An engineer's fiery passion for robots
Rex Sham was so inspired by the robot cat Doraemon that he created his own - one that detects wildfires to stop them from spreading
Doraemon, the robotic cartoon cat from Japan, was the early inspiration for a young Rex Sham Pui-sum and the reason he got into robotics. On the day he discovered that Doraemon did not exist in real life, the then schoolboy set about creating his own.
But an investor who saw potential in him and his inventions enabled him to move forward in his field. Sham then created a fire detection robot that can be used in country parks to detect even very small fires.
The Computer Vision Wildfire Detection System uses a robot equipped with thermal imaging sensors and advanced artificial intelligence vision technology.
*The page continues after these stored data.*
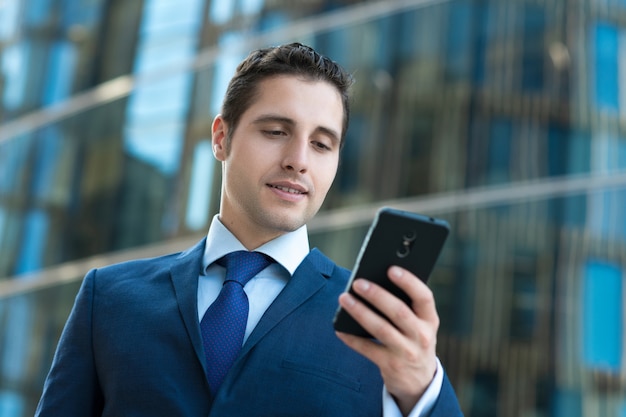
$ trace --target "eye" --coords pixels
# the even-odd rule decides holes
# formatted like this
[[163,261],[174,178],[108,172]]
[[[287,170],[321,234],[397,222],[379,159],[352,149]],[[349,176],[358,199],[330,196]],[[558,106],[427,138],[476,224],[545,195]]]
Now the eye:
[[275,130],[275,129],[263,130],[262,132],[266,136],[284,136],[287,134],[282,130]]
[[330,151],[331,150],[330,146],[326,145],[323,142],[319,142],[319,141],[314,141],[313,142],[313,146],[315,146],[317,149],[322,150],[322,151]]

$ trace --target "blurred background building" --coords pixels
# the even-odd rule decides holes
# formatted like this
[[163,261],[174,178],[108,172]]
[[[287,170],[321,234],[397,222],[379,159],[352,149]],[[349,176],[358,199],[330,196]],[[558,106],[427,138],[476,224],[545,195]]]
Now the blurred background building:
[[466,415],[625,417],[626,0],[0,0],[0,417],[89,268],[203,236],[226,83],[290,41],[356,78],[312,246],[350,267],[378,207],[446,219]]

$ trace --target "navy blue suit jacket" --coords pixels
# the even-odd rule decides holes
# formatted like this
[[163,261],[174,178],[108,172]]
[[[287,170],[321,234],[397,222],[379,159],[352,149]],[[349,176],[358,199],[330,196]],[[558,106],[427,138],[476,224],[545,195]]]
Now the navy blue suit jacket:
[[[378,368],[333,331],[349,271],[313,250],[254,329],[217,395],[197,311],[204,241],[90,271],[59,341],[39,416],[381,415]],[[461,415],[447,378],[432,416]]]

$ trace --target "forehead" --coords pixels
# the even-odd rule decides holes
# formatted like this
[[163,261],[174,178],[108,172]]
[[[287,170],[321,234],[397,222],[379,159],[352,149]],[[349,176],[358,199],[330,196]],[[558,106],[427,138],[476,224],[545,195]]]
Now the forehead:
[[330,82],[278,75],[258,83],[242,116],[246,118],[259,113],[276,112],[294,120],[324,121],[341,131],[344,110],[341,94]]

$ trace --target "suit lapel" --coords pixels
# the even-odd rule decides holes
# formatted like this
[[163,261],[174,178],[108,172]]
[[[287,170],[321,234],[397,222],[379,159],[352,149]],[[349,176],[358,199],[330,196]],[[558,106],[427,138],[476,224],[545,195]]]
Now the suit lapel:
[[[198,356],[198,360],[206,371],[204,348],[198,321],[198,275],[202,268],[204,247],[205,239],[181,253],[170,267],[170,276],[178,302],[178,309],[187,329],[187,334]],[[313,249],[304,258],[283,291],[266,310],[244,344],[239,359],[233,368],[281,320],[319,291],[326,284],[326,280],[331,275],[333,268],[334,264],[330,259],[317,249]],[[224,382],[226,383],[226,381]]]
[[198,321],[198,276],[202,268],[205,240],[181,253],[170,268],[170,276],[178,309],[191,339],[191,344],[204,366],[204,350]]
[[332,273],[334,264],[314,249],[265,311],[265,314],[243,345],[240,357],[245,356],[274,326],[322,288]]

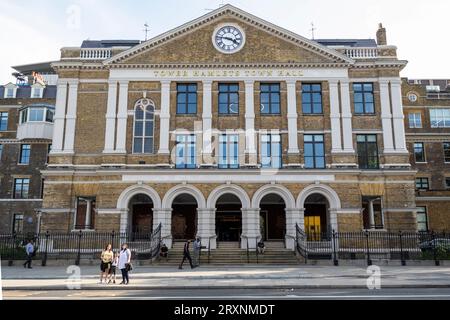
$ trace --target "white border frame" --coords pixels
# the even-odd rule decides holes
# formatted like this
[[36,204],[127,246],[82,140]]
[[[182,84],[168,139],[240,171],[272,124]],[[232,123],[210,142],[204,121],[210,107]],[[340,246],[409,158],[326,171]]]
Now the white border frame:
[[[216,34],[217,34],[217,32],[218,32],[220,29],[222,29],[223,27],[234,27],[234,28],[238,29],[238,30],[241,32],[241,34],[242,34],[242,44],[241,44],[241,46],[238,47],[236,50],[233,50],[233,51],[225,51],[225,50],[223,50],[222,48],[220,48],[220,47],[217,45],[217,43],[216,43]],[[245,34],[244,29],[242,29],[242,27],[239,26],[237,23],[221,23],[221,24],[219,24],[219,25],[214,29],[214,32],[213,32],[213,34],[212,34],[212,36],[211,36],[211,40],[212,40],[212,43],[213,43],[214,48],[216,48],[217,51],[219,51],[220,53],[223,53],[223,54],[228,54],[228,55],[230,55],[230,54],[238,53],[239,51],[241,51],[241,50],[245,47],[245,43],[246,43],[246,41],[247,41],[247,36],[246,36],[246,34]]]

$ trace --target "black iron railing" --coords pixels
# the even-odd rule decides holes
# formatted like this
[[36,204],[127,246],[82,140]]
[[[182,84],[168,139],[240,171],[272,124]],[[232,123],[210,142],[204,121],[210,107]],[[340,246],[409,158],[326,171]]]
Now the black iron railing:
[[48,260],[74,260],[79,265],[82,259],[100,259],[102,250],[111,244],[113,251],[128,244],[134,259],[153,259],[158,256],[161,243],[161,224],[151,234],[137,235],[126,232],[76,231],[72,233],[2,234],[0,235],[0,257],[13,265],[15,260],[26,258],[25,246],[32,240],[35,260],[45,266]]

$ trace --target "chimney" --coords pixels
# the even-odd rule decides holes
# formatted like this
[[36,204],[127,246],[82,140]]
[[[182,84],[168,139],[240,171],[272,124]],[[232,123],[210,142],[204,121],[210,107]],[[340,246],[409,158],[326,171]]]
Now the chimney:
[[381,23],[378,25],[377,43],[379,46],[387,45],[386,28],[383,28]]

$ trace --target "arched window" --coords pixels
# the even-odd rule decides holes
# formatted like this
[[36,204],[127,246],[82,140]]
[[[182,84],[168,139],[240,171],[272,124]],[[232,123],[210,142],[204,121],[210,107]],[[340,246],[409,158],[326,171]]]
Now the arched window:
[[134,107],[133,153],[153,153],[155,104],[140,99]]

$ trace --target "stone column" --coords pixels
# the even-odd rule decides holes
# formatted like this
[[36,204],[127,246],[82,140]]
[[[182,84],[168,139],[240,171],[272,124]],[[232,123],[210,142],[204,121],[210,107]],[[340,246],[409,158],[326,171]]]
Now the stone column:
[[330,86],[330,118],[331,118],[331,152],[342,151],[341,112],[339,110],[338,81],[329,81]]
[[245,81],[245,154],[249,164],[256,164],[256,132],[255,132],[255,86],[254,81]]
[[369,201],[369,228],[375,229],[375,213],[373,211],[373,202],[375,200]]
[[84,228],[91,226],[91,210],[92,210],[92,200],[86,200],[86,218],[84,220]]
[[108,104],[106,109],[105,149],[103,153],[114,152],[116,133],[117,82],[109,82]]
[[339,211],[339,209],[336,209],[336,208],[331,208],[328,210],[328,218],[329,218],[328,221],[330,223],[330,228],[331,228],[331,230],[329,230],[329,232],[332,232],[333,230],[336,232],[339,231],[338,230],[338,228],[339,228],[338,217],[337,217],[338,211]]
[[69,99],[66,114],[66,136],[64,140],[64,152],[74,153],[75,125],[77,121],[78,80],[69,81]]
[[288,80],[287,82],[287,117],[289,130],[289,149],[288,153],[298,155],[298,130],[297,130],[297,92],[295,88],[295,81]]
[[170,140],[170,81],[161,81],[161,114],[159,154],[169,154]]
[[161,239],[172,248],[172,208],[153,209],[153,229],[161,223]]
[[405,123],[402,104],[402,88],[400,80],[391,81],[392,118],[394,123],[395,150],[407,153]]
[[354,153],[352,109],[350,105],[350,85],[348,80],[341,80],[341,102],[342,102],[342,128],[344,140],[344,152]]
[[304,229],[304,209],[286,208],[286,249],[295,248],[295,238],[297,236],[296,225]]
[[380,80],[381,123],[383,126],[384,153],[394,151],[392,136],[391,101],[389,98],[389,81]]
[[205,165],[212,165],[212,81],[203,81],[203,148],[202,156]]
[[67,82],[58,80],[55,104],[53,142],[51,153],[61,153],[64,141],[64,123],[66,119]]
[[216,243],[216,209],[198,208],[197,236],[202,240],[202,245],[211,249],[217,248]]
[[259,208],[242,209],[242,239],[241,248],[256,249],[256,242],[261,238]]
[[128,120],[128,81],[119,83],[119,108],[117,113],[117,153],[126,153],[127,120]]

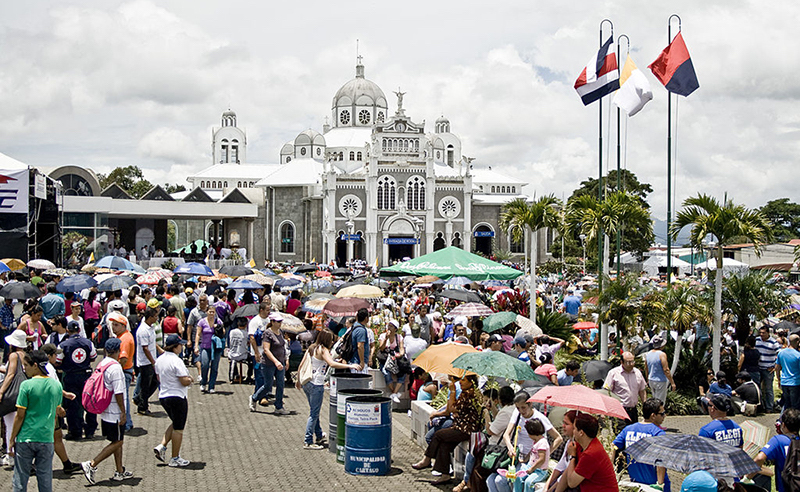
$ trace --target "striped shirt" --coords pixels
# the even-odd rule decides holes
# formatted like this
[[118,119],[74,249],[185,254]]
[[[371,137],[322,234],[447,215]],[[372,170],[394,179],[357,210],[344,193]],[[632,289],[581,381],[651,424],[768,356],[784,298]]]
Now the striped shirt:
[[775,361],[778,360],[778,350],[781,344],[772,337],[766,341],[761,337],[756,338],[756,348],[761,353],[761,358],[758,360],[759,369],[771,369],[775,367]]

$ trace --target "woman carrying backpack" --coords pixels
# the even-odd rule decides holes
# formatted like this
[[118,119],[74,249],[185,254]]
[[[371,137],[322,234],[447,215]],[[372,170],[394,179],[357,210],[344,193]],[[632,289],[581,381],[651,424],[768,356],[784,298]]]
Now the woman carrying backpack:
[[[311,359],[311,380],[305,385],[300,385],[300,378],[297,378],[295,386],[302,388],[308,398],[310,408],[308,421],[306,422],[306,436],[303,448],[305,449],[325,449],[325,433],[319,425],[319,411],[322,408],[322,400],[325,391],[325,374],[328,367],[334,369],[355,369],[357,364],[342,364],[336,362],[331,357],[331,347],[333,347],[333,333],[324,329],[317,335],[317,341],[308,348],[306,357]],[[301,363],[302,364],[302,363]],[[316,442],[314,442],[316,436]]]

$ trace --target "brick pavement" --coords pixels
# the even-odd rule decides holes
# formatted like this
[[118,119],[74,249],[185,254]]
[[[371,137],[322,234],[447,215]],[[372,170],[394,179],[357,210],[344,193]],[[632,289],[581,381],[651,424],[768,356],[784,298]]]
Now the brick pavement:
[[[191,374],[195,370],[190,369]],[[227,361],[220,363],[220,378],[227,374]],[[405,413],[394,413],[392,472],[386,477],[352,476],[336,463],[335,456],[327,449],[305,450],[302,447],[308,402],[305,394],[295,388],[287,388],[286,408],[291,413],[275,416],[267,413],[272,407],[258,407],[250,413],[247,398],[253,387],[222,383],[217,394],[201,394],[200,386],[189,390],[189,420],[184,434],[181,455],[192,461],[186,469],[169,468],[153,456],[153,446],[158,444],[169,419],[154,396],[151,410],[153,417],[134,415],[136,428],[125,437],[123,462],[135,478],[123,483],[111,482],[114,471],[113,458],[100,464],[98,489],[111,487],[138,488],[141,490],[314,490],[374,492],[450,490],[450,486],[434,487],[429,482],[434,478],[430,470],[416,471],[411,463],[419,460],[423,450],[410,439],[410,419]],[[775,416],[757,420],[766,425],[774,422]],[[735,420],[743,420],[736,417]],[[665,425],[681,432],[697,433],[708,422],[708,417],[667,417]],[[321,411],[321,425],[328,429],[328,395],[326,392]],[[75,462],[88,460],[100,451],[106,441],[66,442],[70,459]],[[61,473],[61,463],[54,460],[54,490],[86,490],[83,475],[67,477]],[[680,478],[675,476],[674,478]],[[0,470],[0,489],[9,488],[11,471]],[[30,490],[36,490],[36,480],[31,479]]]

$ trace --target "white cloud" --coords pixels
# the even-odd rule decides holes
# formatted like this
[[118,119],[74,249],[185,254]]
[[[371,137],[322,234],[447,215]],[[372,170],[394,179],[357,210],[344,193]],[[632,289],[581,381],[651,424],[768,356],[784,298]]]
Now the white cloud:
[[164,159],[176,164],[199,162],[204,157],[198,152],[198,142],[174,128],[159,128],[139,142],[139,154],[143,157]]

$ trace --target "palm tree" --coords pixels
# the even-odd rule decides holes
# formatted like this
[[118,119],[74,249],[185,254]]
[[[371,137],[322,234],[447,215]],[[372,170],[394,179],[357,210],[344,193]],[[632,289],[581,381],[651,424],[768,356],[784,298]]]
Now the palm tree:
[[622,340],[636,325],[645,289],[633,274],[617,275],[604,283],[602,291],[589,292],[588,296],[597,296],[598,321],[616,325],[617,339]]
[[672,374],[675,374],[680,361],[683,334],[692,328],[695,321],[708,323],[711,318],[711,309],[697,289],[687,283],[676,282],[664,293],[664,313],[668,321],[667,326],[678,331],[678,340],[675,342],[675,352],[672,354],[672,367],[670,368]]
[[712,362],[714,371],[719,371],[719,350],[722,330],[722,248],[732,239],[745,238],[753,243],[756,254],[761,253],[761,246],[772,241],[772,229],[769,222],[758,210],[750,210],[743,205],[736,205],[727,197],[723,203],[715,198],[698,194],[683,202],[683,209],[678,212],[675,221],[670,224],[670,234],[676,240],[681,230],[691,226],[691,243],[700,247],[703,239],[709,234],[717,240],[717,273],[714,285],[714,333],[712,343]]
[[741,345],[751,333],[751,316],[762,319],[786,305],[780,291],[767,284],[769,276],[769,272],[751,270],[723,280],[722,310],[736,316],[736,339]]
[[[567,222],[573,230],[585,234],[587,241],[596,240],[603,233],[614,236],[623,226],[653,233],[650,211],[638,197],[624,191],[609,193],[603,201],[589,195],[571,198],[567,204]],[[602,267],[598,273],[602,281]],[[608,359],[607,340],[608,326],[601,324],[600,358],[603,360]]]
[[525,239],[525,234],[531,235],[531,307],[528,314],[534,323],[536,322],[537,233],[539,229],[545,227],[551,229],[558,227],[560,207],[561,200],[553,195],[543,196],[532,203],[528,203],[523,198],[517,198],[505,204],[503,212],[500,214],[500,228],[509,231],[515,242],[521,243]]

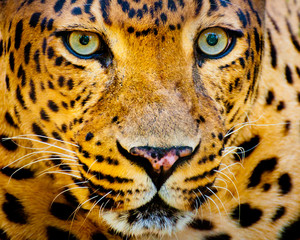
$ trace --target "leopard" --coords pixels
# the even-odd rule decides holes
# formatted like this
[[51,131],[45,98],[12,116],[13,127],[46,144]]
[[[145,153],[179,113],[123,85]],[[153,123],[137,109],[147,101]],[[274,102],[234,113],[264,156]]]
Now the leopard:
[[1,240],[300,239],[299,0],[0,0]]

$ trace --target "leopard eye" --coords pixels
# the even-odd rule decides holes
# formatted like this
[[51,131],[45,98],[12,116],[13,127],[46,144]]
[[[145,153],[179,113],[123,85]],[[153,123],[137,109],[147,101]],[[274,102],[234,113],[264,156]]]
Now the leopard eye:
[[91,32],[71,32],[68,38],[68,43],[75,53],[82,56],[92,55],[101,47],[99,36]]
[[219,27],[204,30],[198,38],[198,48],[201,53],[216,57],[223,53],[229,46],[230,39],[225,30]]

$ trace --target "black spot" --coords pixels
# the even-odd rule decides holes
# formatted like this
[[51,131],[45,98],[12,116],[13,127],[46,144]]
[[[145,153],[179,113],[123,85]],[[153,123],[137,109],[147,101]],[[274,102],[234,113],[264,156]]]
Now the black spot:
[[62,124],[61,125],[61,130],[66,133],[67,132],[67,125],[66,124]]
[[37,72],[41,72],[41,66],[40,66],[40,51],[36,50],[34,55],[33,55],[33,59],[35,61],[36,64],[36,71]]
[[51,82],[51,81],[48,81],[48,87],[49,87],[50,89],[54,89],[53,82]]
[[254,168],[249,178],[248,188],[256,187],[260,183],[263,173],[273,171],[275,169],[276,164],[276,158],[270,158],[260,161]]
[[271,53],[270,53],[271,65],[272,65],[273,68],[276,68],[277,67],[277,50],[276,50],[276,47],[273,44],[272,35],[271,35],[270,31],[268,31],[268,37],[269,37],[270,48],[271,48]]
[[108,240],[102,233],[93,233],[92,240]]
[[49,19],[49,22],[48,22],[48,24],[47,24],[47,29],[48,29],[48,31],[51,31],[51,30],[52,30],[53,22],[54,22],[54,20],[53,20],[52,18]]
[[69,231],[64,231],[56,227],[47,227],[47,236],[48,240],[78,240],[72,233]]
[[171,31],[174,31],[176,29],[175,25],[173,25],[173,24],[170,24],[169,28],[170,28]]
[[6,139],[8,136],[0,135],[0,144],[8,151],[15,151],[18,145],[11,139]]
[[289,130],[291,129],[291,121],[287,120],[284,124],[284,134],[288,134]]
[[48,107],[53,111],[53,112],[58,112],[59,108],[55,102],[52,100],[48,101]]
[[264,190],[264,192],[267,192],[267,191],[269,191],[270,189],[271,189],[271,184],[265,183],[265,184],[263,185],[263,190]]
[[81,11],[81,8],[80,7],[74,7],[72,9],[72,15],[81,15],[82,14],[82,11]]
[[53,58],[53,56],[54,56],[54,50],[53,50],[52,47],[48,47],[47,54],[48,54],[48,59]]
[[9,77],[7,75],[5,76],[5,83],[6,83],[6,89],[10,91],[10,82],[9,82]]
[[268,95],[267,95],[267,98],[266,98],[266,103],[267,105],[271,105],[272,102],[274,100],[274,93],[273,91],[268,91]]
[[277,105],[277,110],[281,111],[285,109],[285,103],[283,101],[280,101],[279,104]]
[[160,14],[160,19],[162,20],[163,24],[165,24],[168,20],[167,15],[164,13]]
[[44,38],[44,40],[43,40],[43,54],[45,55],[45,53],[46,53],[46,48],[47,48],[47,39],[46,38]]
[[3,54],[3,40],[1,39],[0,40],[0,57],[2,56]]
[[282,174],[278,179],[281,194],[288,194],[292,190],[291,177],[288,173]]
[[240,64],[241,64],[242,68],[245,68],[245,59],[240,57],[239,61],[240,61]]
[[189,227],[196,230],[212,230],[214,228],[212,222],[202,219],[196,219],[189,224]]
[[24,48],[24,60],[25,64],[29,63],[30,60],[30,49],[31,49],[31,43],[27,43],[25,48]]
[[[125,7],[126,3],[127,3],[127,6]],[[110,7],[110,1],[109,0],[100,0],[100,6],[101,6],[102,17],[104,19],[104,22],[106,24],[110,25],[111,21],[109,19],[109,15],[108,15],[109,7]],[[128,9],[129,9],[129,4],[128,4],[128,2],[124,1],[124,3],[122,4],[122,10],[124,12],[127,12]]]
[[262,216],[262,211],[257,208],[251,208],[248,203],[237,206],[231,214],[234,220],[239,221],[241,227],[250,227],[258,222]]
[[16,96],[17,96],[17,99],[20,102],[21,106],[23,107],[23,109],[27,109],[27,107],[25,106],[25,101],[24,101],[24,98],[23,98],[23,95],[21,93],[21,89],[19,86],[16,89]]
[[10,238],[7,236],[6,232],[4,232],[4,230],[1,228],[0,228],[0,239],[1,240],[10,240]]
[[65,78],[64,78],[63,76],[60,76],[60,77],[58,78],[58,85],[59,85],[60,87],[63,87],[64,84],[65,84]]
[[5,167],[2,168],[0,171],[4,175],[11,177],[15,180],[23,180],[23,179],[29,179],[34,177],[34,172],[32,172],[30,169],[27,168]]
[[42,109],[40,111],[40,116],[41,116],[41,119],[43,119],[43,120],[45,120],[47,122],[50,121],[50,117],[49,117],[49,115],[46,113],[46,111],[44,109]]
[[285,207],[281,206],[278,207],[276,210],[276,213],[272,217],[272,222],[276,222],[278,219],[280,219],[285,214]]
[[69,90],[72,90],[74,87],[73,79],[69,79],[67,82],[67,85],[68,85]]
[[27,223],[28,216],[25,213],[24,206],[14,195],[5,193],[5,202],[2,205],[2,210],[9,221],[18,224]]
[[112,122],[112,123],[115,123],[115,122],[118,121],[118,119],[119,119],[118,116],[115,116],[115,117],[113,117],[113,119],[111,120],[111,122]]
[[60,66],[62,64],[62,61],[63,61],[63,57],[57,57],[55,59],[55,65]]
[[94,134],[91,132],[88,132],[85,136],[85,141],[90,141],[94,137]]
[[168,0],[168,9],[172,12],[175,12],[177,10],[176,4],[173,0]]
[[22,40],[22,33],[23,33],[23,21],[20,20],[16,26],[16,33],[15,33],[15,48],[18,50]]
[[[238,146],[239,148],[236,154],[234,155],[235,160],[240,161],[241,159],[243,159],[243,157],[249,157],[250,154],[255,150],[255,148],[259,144],[259,140],[259,136],[256,135],[252,137],[249,141],[245,141],[242,144],[240,144]],[[244,151],[242,149],[244,149]]]
[[53,136],[55,139],[62,141],[61,136],[60,136],[57,132],[55,132],[55,131],[52,132],[52,136]]
[[29,92],[29,97],[31,98],[31,100],[32,100],[33,103],[36,102],[35,85],[34,85],[32,79],[30,79],[30,92]]
[[130,10],[129,10],[129,13],[128,13],[128,17],[129,18],[133,18],[134,16],[135,16],[135,10],[133,9],[133,8],[131,8]]
[[222,233],[222,234],[218,234],[218,235],[212,235],[212,236],[208,236],[205,237],[204,240],[230,240],[231,236],[229,236],[228,234]]
[[133,32],[134,32],[134,28],[133,28],[133,27],[129,27],[129,28],[127,28],[127,32],[129,32],[129,33],[133,33]]
[[254,40],[255,40],[256,52],[259,52],[261,46],[260,46],[260,36],[258,34],[257,28],[254,28]]
[[287,23],[288,30],[290,32],[292,43],[294,44],[294,47],[298,50],[298,52],[300,52],[300,43],[297,40],[297,36],[295,36],[295,34],[293,33],[291,25],[288,22],[288,20],[286,20],[286,23]]
[[57,0],[57,2],[54,5],[54,11],[59,12],[63,8],[65,2],[66,0]]
[[9,54],[9,66],[10,66],[10,69],[12,72],[15,71],[15,56],[14,56],[14,53],[11,52]]
[[197,16],[202,8],[203,0],[196,0],[196,5],[195,14]]
[[47,23],[47,18],[43,18],[42,22],[41,22],[41,32],[43,32],[46,28],[46,23]]
[[241,9],[238,10],[237,15],[245,28],[247,26],[247,18]]
[[32,124],[32,131],[38,135],[37,137],[39,139],[41,139],[43,142],[47,142],[48,141],[48,138],[47,138],[47,135],[46,133],[40,128],[39,125],[37,125],[36,123],[33,123]]
[[18,76],[18,78],[22,79],[21,85],[24,87],[26,85],[26,74],[25,74],[22,64],[19,67],[17,76]]
[[300,217],[291,223],[291,220],[282,230],[279,240],[299,240],[300,239]]
[[14,128],[19,128],[9,112],[5,113],[5,120],[10,126],[12,126]]
[[38,22],[40,20],[40,16],[41,16],[41,13],[39,13],[39,12],[32,14],[30,21],[29,21],[30,27],[33,27],[33,28],[36,27],[36,25],[38,24]]
[[63,203],[54,202],[51,205],[50,212],[60,220],[72,220],[75,209]]
[[285,66],[285,78],[289,84],[293,84],[292,71],[288,65]]
[[103,158],[103,156],[101,156],[101,155],[97,155],[96,156],[96,160],[97,160],[97,162],[103,162],[104,161],[104,158]]
[[208,15],[210,15],[211,12],[213,12],[213,11],[217,11],[219,8],[216,0],[209,0],[209,2],[210,2],[210,8],[208,10]]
It can detect and locate wood- or vegetation-based fires - as small as two metres by one metre in size - within a 5km radius, covering up to nearly 80 sq km of forest and living area.
The robot then sends real-time images and the location of the fire to control centres for manual or computer analysis, allowing local fire services to stop the fire from spreading.
Sham's company, now known as Insight Robotics, has sold 60 such robots to the mainland for use in its country parks.
"This month and the next, we will be setting up a pilot site with the Agriculture, Fisheries and Conservation Department in Tai Mo Shan," Sham says. If the department approves Sham's robot fire detection system, it will put forward a budget plan to the Legislative Council in 2016, he said.